Sea Salt, LLC, a lobster wholesaler, discovered that one of its co-owners allegedly diverted the company’s lobsters to his shell company. The shell company allegedly sold a number of the crustaceans for a total of $1.5M, “so,” as Grub Street said, “like 20 lobsters.”
FBI and Motion to Compel
While the magnitude of the disclosure is unclear, Sea Salt at some point sent some of its lawyer’s emails—clearly privileged communications—to the FBI to assist in the FBI’s investigation. In Sea Salt’s civil suit against the former co-owner and an alleged host of co-conspirators, a defendant moved to compel the emails actually disclosed to the FBI, claiming privilege waiver.
FRE 502 Not on Point
Sea Salt’s response was a bit off base. It claimed that FRE 502 permitted the disclosure without a concomitant waiver problem. This rule, it argued, applied because Sea Salt disclosed privileged communications to a federal agency.

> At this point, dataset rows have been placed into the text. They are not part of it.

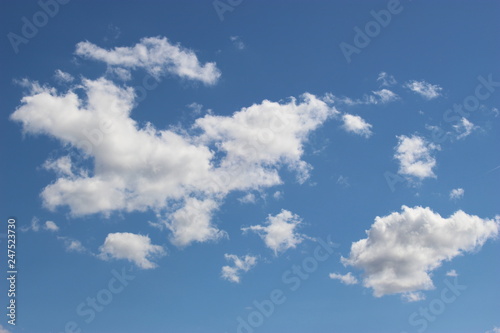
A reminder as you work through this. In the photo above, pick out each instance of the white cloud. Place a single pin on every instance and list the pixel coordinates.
(157, 56)
(192, 222)
(63, 77)
(386, 79)
(402, 249)
(464, 128)
(61, 166)
(424, 89)
(240, 265)
(51, 226)
(135, 248)
(452, 273)
(248, 198)
(177, 172)
(345, 279)
(457, 193)
(415, 156)
(72, 245)
(357, 125)
(279, 232)
(412, 296)
(237, 42)
(382, 96)
(386, 96)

The Court gently pointed out that FRE 502 outlines a subject-matter waiver analysis for undisclosed privileged communications. The rule does not address waiver for disclosed privileged communications. And here, the defendant only sought production of the lawyer’s emails that Sea Salt disclosed to the FBI.
Ruling—No Doubt About Waiver
The Court found that Sea Salt intentionally disclosed privileged communications to the FBI. As a result, “there is no doubt that [Sea Salt] waived any privilege it might have claimed” to the disclosed emails. And here is the reason:
Disclosure of information to law enforcement, presumably in connection with a criminal investigation of one or more of the defendants, would be disclosed in a way inconsistent with keeping it from the defendants insofar as the information would likely be disclosed as part of any criminal proceeding.

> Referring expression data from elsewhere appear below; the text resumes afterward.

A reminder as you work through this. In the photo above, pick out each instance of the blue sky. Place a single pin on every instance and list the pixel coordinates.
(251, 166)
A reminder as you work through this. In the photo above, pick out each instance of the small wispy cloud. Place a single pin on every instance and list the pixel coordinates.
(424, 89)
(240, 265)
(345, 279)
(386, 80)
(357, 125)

We often see privilege-waiver findings when companies disclose privileged communications to a law-enforcement agency in an effort to trigger a criminal prosecution. You may read about a similar incident in Court Rejects Joint–Prosecution Privilege Between Company and USAO.
Work Product Waiver, Too?
As we know, courts apply a different waiver analysis for the disclosure of work-product material. And here, the Court refused to address this potential difference because Sea Salt provided the Court with no information from which it “could make such an assessment.” In short, it appears Sea Salt failed to develop the work-product issue. Could that have saved production of some or all of the emails?

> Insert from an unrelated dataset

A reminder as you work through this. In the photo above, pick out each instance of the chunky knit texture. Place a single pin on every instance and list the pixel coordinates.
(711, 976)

I Mentioned the Lobster Bisque
The defendants in Sea Salt, perhaps strategically, did not seek production of nondisclosed privileged communications that relate to the same subject matter of the disclosed communications. As the Seinfeld cast would say, it “yada yada’d” over the nondisclosed communications but “mentioned” the disclosed emails, much like Elaine “mentioned the lobster bisque” in this hilarious scene.
But is that the next motion to compel? If so, then FRE 502 would supply the analysis, and the Court would ask whether the undisclosed communications “concern the same subject matter” and, if so, whether “they ought in fairness to be considered together.” Perhaps that is the next claw to drop in this lobster caper.